We can choose to come down all the way to the appraised value, we can say no that we aren’t willing to come down, or we can attempt to negotiate and make a (compromise) deal. Each deal and buyer is different, but these are our options. We probably see low appraisals in 5% to 10% of transactions. The odds of a low appraisal can increase when a home contains an extreme amount of upgrades or is under contract for considerably more than your neighbors’ homes have sold for.
Appraisers are looking primarily at sales within a mile of your home, which have closed in the last 90 days. If they don’t have enough data they will go back slightly longer and look at a slightly larger area, if need be.
On the seller side, we can expect a closing disclosure three days before closing, which shows the “bottom line” or your net proceeds. Lenders are required to provide your Closing Disclosure three business days before your scheduled closing. Please use this time wisely. This tool will help you double-check that all the details are correct. If something looks different from what you expected, ask why. Now is the time to resolve problems‚ if the explanation you get isn't satisfactory, keep asking questions.
We will get a copy of the preliminary Closing Disclosure (formerly the HUD-1 settlement) statement and review the numbers ahead of time to see if we have any questions or issues.

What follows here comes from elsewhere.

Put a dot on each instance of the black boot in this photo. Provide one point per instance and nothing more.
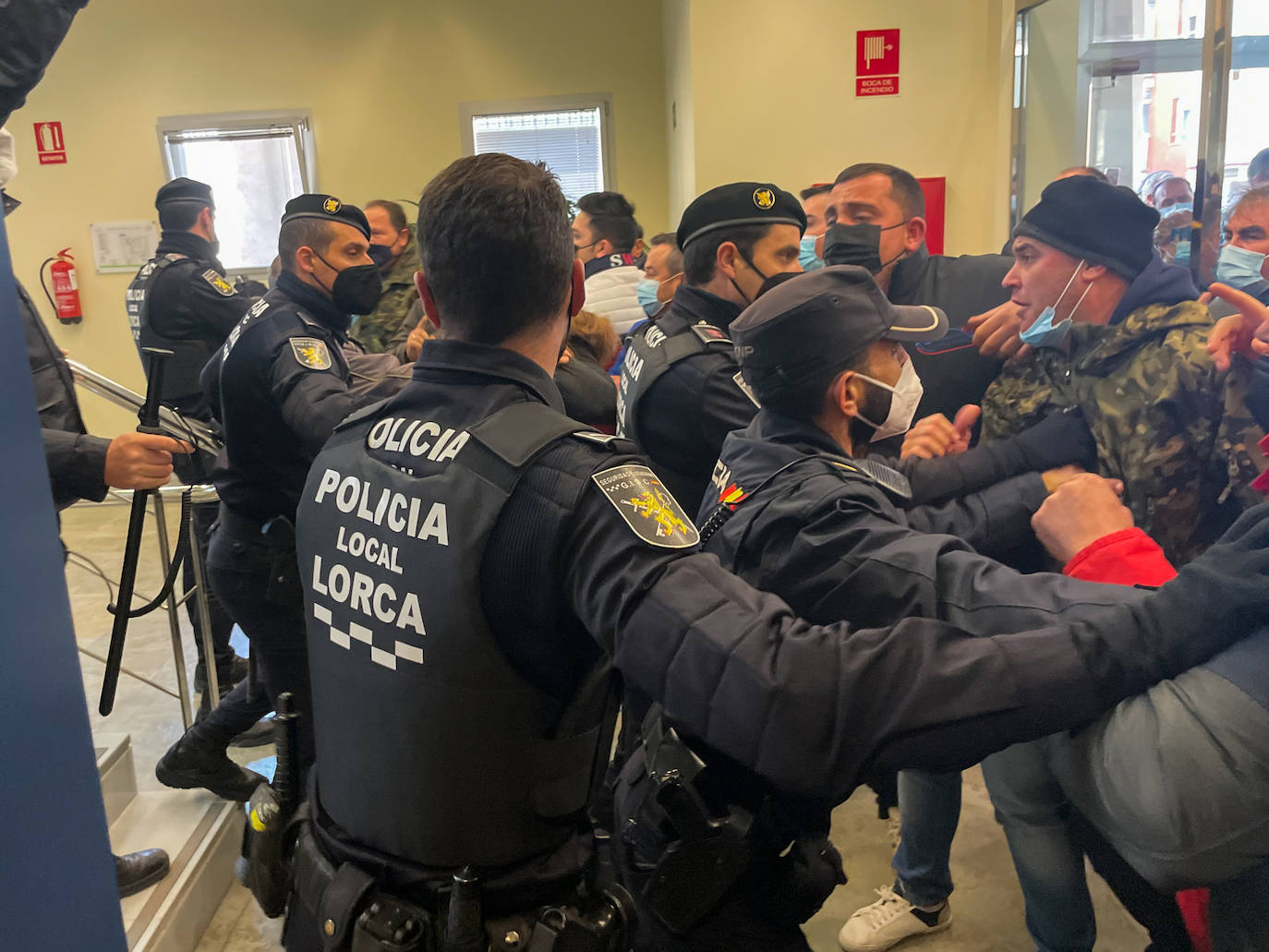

Also, remember to cancel any auto-drafts for HOA payments and your mortgage.
If you are closing in the first 7 to 10 days of the month, and if you would prefer, it’s OK to not pay your mortgage payment and HOA for that month. The settlement company will prorate what you owe AND ADD 7 DAYS OF INTEREST and collect it as part of your loan payoff. The mortgage payment you typically make on the first of the month is actually for the prior month (mortgage payments are typically‚ “paid in arrears”, unlike rent).
If you think an HOA or mortgage payment might be posted within a few days of closing, please let us and the settlement company know to ensure they have updated payoffs at closing for both accounts.

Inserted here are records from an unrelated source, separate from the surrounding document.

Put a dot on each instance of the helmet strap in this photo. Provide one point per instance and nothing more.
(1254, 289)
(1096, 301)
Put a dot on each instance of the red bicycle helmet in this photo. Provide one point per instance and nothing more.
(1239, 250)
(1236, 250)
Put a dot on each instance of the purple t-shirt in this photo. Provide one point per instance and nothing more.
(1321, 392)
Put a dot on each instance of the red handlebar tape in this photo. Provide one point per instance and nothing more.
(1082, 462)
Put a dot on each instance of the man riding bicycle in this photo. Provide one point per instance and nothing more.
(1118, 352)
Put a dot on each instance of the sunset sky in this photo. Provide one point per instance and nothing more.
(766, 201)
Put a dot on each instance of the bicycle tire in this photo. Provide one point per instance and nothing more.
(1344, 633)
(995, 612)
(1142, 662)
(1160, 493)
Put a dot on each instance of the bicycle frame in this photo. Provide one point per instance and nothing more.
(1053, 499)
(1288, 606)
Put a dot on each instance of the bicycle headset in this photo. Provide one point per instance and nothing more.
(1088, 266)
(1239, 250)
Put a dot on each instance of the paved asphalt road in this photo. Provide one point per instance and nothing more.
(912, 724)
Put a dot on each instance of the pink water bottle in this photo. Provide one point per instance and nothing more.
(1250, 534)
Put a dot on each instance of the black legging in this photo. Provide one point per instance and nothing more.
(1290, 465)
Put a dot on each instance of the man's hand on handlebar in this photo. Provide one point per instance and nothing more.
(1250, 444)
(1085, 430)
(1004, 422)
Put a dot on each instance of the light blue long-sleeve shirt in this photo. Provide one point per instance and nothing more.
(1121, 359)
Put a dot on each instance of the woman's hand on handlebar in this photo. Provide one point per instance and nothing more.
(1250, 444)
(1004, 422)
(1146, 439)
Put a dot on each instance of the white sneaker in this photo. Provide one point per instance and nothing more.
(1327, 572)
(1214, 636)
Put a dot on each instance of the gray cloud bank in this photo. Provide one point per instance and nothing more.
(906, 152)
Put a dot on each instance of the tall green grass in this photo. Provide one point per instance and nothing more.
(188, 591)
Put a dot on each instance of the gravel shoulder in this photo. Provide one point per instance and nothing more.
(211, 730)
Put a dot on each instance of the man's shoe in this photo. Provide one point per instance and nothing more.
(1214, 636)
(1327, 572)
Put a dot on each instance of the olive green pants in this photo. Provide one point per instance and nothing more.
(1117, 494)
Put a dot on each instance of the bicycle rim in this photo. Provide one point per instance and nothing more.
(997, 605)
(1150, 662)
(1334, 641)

For Settlement you will need to bring your valid license or other government-issued photo ID, as well as account information on where you want your proceeds wired. Typically, a voided check or wiring instructions is the preferred method. Your funds will typically post to your account in the afternoon one to two business days following closing. The sale will typically go on record in the county land records the next business day following closing, and then your funds will be disbursed. You can also choose, of course, to pick up a check or have a check mailed to you.

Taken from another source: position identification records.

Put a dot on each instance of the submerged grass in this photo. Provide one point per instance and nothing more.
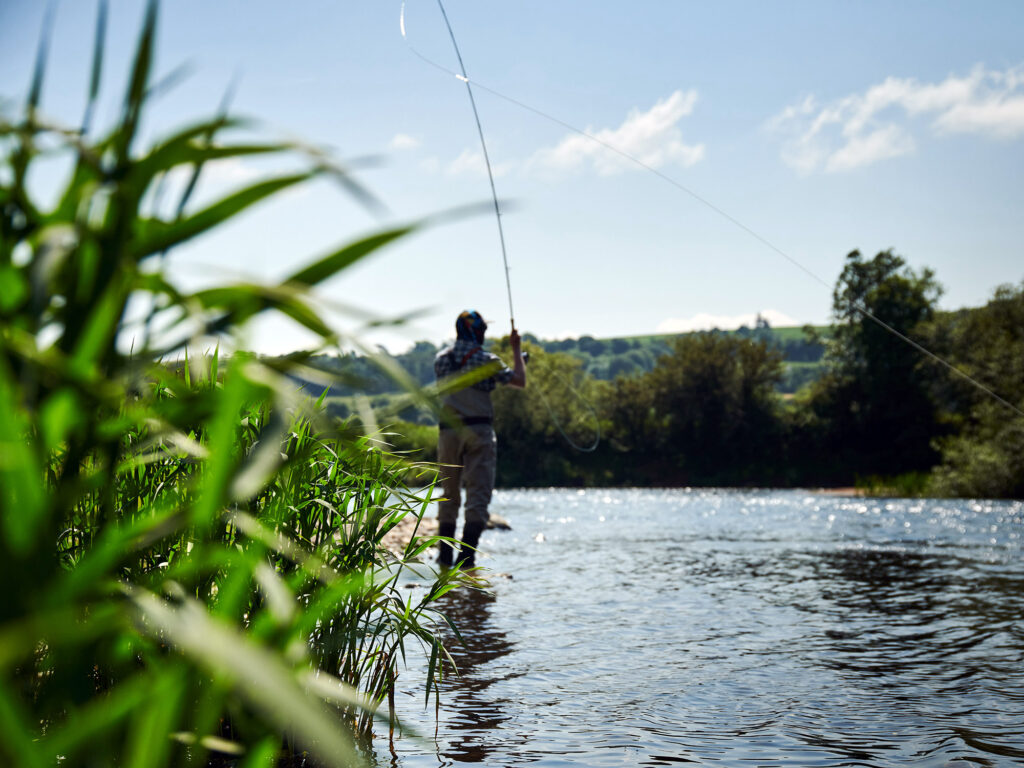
(193, 553)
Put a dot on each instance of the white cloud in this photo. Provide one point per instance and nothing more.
(403, 141)
(706, 322)
(864, 128)
(430, 165)
(471, 161)
(652, 137)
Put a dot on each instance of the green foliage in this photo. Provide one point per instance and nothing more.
(872, 413)
(707, 414)
(985, 456)
(530, 423)
(193, 555)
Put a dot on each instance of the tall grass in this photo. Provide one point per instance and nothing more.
(192, 553)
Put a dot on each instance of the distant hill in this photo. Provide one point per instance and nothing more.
(602, 358)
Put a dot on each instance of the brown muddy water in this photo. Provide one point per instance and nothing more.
(655, 628)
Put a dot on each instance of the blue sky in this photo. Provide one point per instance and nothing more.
(822, 126)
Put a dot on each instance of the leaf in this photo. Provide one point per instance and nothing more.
(259, 676)
(331, 264)
(23, 500)
(156, 236)
(97, 65)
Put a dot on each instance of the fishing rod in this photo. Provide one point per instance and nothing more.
(866, 313)
(486, 158)
(501, 233)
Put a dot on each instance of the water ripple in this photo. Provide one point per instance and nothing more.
(660, 628)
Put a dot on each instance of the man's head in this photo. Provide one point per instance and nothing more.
(470, 326)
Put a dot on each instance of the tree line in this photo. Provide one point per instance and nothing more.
(708, 412)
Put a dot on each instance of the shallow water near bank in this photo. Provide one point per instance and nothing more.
(654, 628)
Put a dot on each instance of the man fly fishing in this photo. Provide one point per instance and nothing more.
(466, 442)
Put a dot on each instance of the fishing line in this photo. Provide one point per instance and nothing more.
(597, 421)
(483, 144)
(704, 201)
(501, 232)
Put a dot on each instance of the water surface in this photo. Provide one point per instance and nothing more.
(654, 628)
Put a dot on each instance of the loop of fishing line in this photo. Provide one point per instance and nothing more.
(597, 420)
(721, 212)
(483, 144)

If you are buying right after selling and there are 2 title companies involved, please provide us with your contacts at the company where you are buying. We can coordinate everything so paperwork and funds can be wired directly from one Title Company to the other. If you need to bring funds to closing to complete the sale (to cover all selling expenses and loan payoffs), you’ll need to wire funds to the Title Company in advance. In this day of email fraud and hacking, wiring is the safest way to transfer funds. If anyone emails or calls you with a different set of wiring instructions, IMMEDIATELY CALL YOUR SETTLEMENT COMPANY TO CONFIRM before wiring any money anywhere.
KEYS, REMOTES, PARKING/POOL/REC CENTER PASSES, MANUALS, WARRANTIES
Please plan to leave all keys, garage remotes, mailbox keys, appliance manuals, warranty information, contractor receipts for work done, key fobs for HOA amenity access, and parking passes on the kitchen counter.
Also, bring to settlement any garage keypad codes, parking space numbers, mailbox number and anything else the new owner will need. It is also nice to leave any specific house information (sprinkler system map, alarm information, current landscaping service, etc.) that the new owners would find useful.